After hitting a high of 10 per cent in the March quarter at the start of the COVID-19 pandemic, the unemployment rate for geoscientists in Australia has declined to 8.6 per cent in the June quarter, the AIG said.
“With more than three-quarters of Australia’s geoscientists working in exploration and mining, the results point to the absolute importance of our mineral resource industries in helping to maintain economic activity in Australia, even while in recession,” said AIG president, Andrew Waltho.
He said the improved employment rate shown in its survey of members contrasted with an uptrend in unemployment for workers generally in Australia.
“This quarter is the first time since the 2011 minerals boom that geoscientist unemployment has fallen below the unemployment rate for the Australian economy as a whole, pointing to the success of efforts being made to ensure business continuity and resilience during the pandemic,” added Waltho.
Still, around 17.4 per cent of geoscientists were underemployed in the June quarter, down only marginally from 18.1 per cent in the March quarter.
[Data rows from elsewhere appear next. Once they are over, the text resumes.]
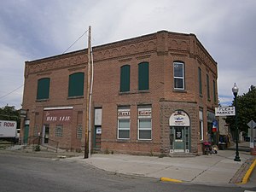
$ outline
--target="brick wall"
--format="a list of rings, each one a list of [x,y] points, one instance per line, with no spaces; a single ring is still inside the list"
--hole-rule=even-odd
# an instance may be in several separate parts
[[[213,110],[212,81],[217,82],[217,63],[193,34],[182,34],[161,31],[135,38],[93,48],[94,87],[93,107],[102,108],[102,150],[122,153],[167,153],[170,149],[167,119],[176,109],[185,111],[191,120],[191,152],[198,151],[198,110]],[[184,62],[185,90],[173,89],[173,61]],[[138,90],[138,64],[149,63],[149,90]],[[120,67],[131,66],[129,93],[119,92]],[[202,71],[203,94],[198,87],[198,67]],[[84,143],[85,96],[67,98],[68,77],[70,74],[84,72],[84,90],[87,84],[87,49],[55,55],[41,60],[26,61],[25,66],[25,86],[23,108],[29,109],[30,127],[35,125],[34,113],[43,119],[44,108],[73,107],[73,117],[70,133],[63,136],[61,147],[82,148]],[[210,79],[210,96],[207,98],[206,75]],[[36,101],[38,80],[50,79],[49,98]],[[217,85],[216,85],[217,94]],[[217,97],[218,98],[218,97]],[[140,105],[152,107],[152,141],[137,140],[137,108]],[[129,141],[117,139],[118,106],[131,108],[131,138]],[[83,138],[75,138],[78,112],[83,112]],[[93,113],[93,111],[92,111]],[[39,119],[40,119],[39,118]],[[92,115],[93,119],[93,115]],[[207,119],[204,120],[207,126]],[[79,122],[80,123],[80,122]],[[38,123],[42,129],[43,120]],[[93,122],[92,122],[93,124]],[[93,127],[93,125],[92,125]],[[207,129],[207,127],[206,127]],[[31,133],[32,133],[31,129]],[[92,138],[93,138],[93,131]],[[30,133],[30,134],[31,134]]]

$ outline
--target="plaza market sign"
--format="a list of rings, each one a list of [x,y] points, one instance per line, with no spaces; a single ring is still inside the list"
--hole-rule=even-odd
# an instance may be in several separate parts
[[[235,116],[235,107],[215,108],[215,116]]]

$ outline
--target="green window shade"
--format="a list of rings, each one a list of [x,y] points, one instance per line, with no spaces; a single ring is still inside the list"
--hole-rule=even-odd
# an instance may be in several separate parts
[[[84,96],[84,73],[76,73],[69,75],[68,96]]]
[[[214,102],[217,102],[217,99],[216,99],[216,84],[215,84],[214,80],[213,80],[213,101],[214,101]]]
[[[49,78],[44,78],[38,81],[37,99],[49,99]]]
[[[202,90],[201,90],[201,71],[200,67],[198,67],[198,83],[199,83],[199,93],[202,94]]]
[[[130,91],[130,66],[121,67],[120,92]]]
[[[210,82],[209,76],[207,74],[207,99],[210,99]]]
[[[138,90],[148,90],[148,62],[142,62],[138,65]]]

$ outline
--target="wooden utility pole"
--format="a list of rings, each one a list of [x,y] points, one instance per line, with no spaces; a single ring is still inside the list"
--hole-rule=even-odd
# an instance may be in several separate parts
[[[85,119],[85,143],[84,143],[84,159],[88,159],[90,154],[90,151],[89,148],[89,145],[90,143],[89,143],[89,136],[90,136],[90,129],[89,128],[90,126],[90,77],[91,77],[91,67],[90,67],[90,63],[91,63],[91,55],[90,55],[90,48],[91,48],[91,27],[89,26],[89,31],[88,31],[88,52],[87,52],[87,56],[88,56],[88,64],[87,64],[87,90],[86,90],[86,119]]]

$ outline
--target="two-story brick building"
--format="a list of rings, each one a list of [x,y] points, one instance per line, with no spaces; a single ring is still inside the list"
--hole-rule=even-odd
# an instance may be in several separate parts
[[[92,48],[91,148],[201,153],[218,104],[217,62],[194,34],[160,31]],[[26,61],[27,137],[84,147],[87,49]],[[23,121],[24,122],[24,121]]]

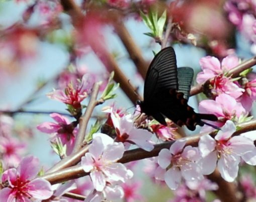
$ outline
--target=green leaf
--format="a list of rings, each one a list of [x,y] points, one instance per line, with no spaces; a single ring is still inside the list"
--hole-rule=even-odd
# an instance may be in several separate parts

AIG members reporting underemployment may be working fewer hours than they would like, or working in a sector different to geoscience or mining.
There was a wide variation in unemployment and underemployment rates for geoscientists in different states of Australia.
Western Australia saw a reduction in unemployment for geoscientists in the June quarter, while the rate increased slightly in Queensland, NSW and Victoria.
Long-term unemployment rates for geoscientists was a stubbornly high 34 per cent, including 22 per cent who have been without work for two years.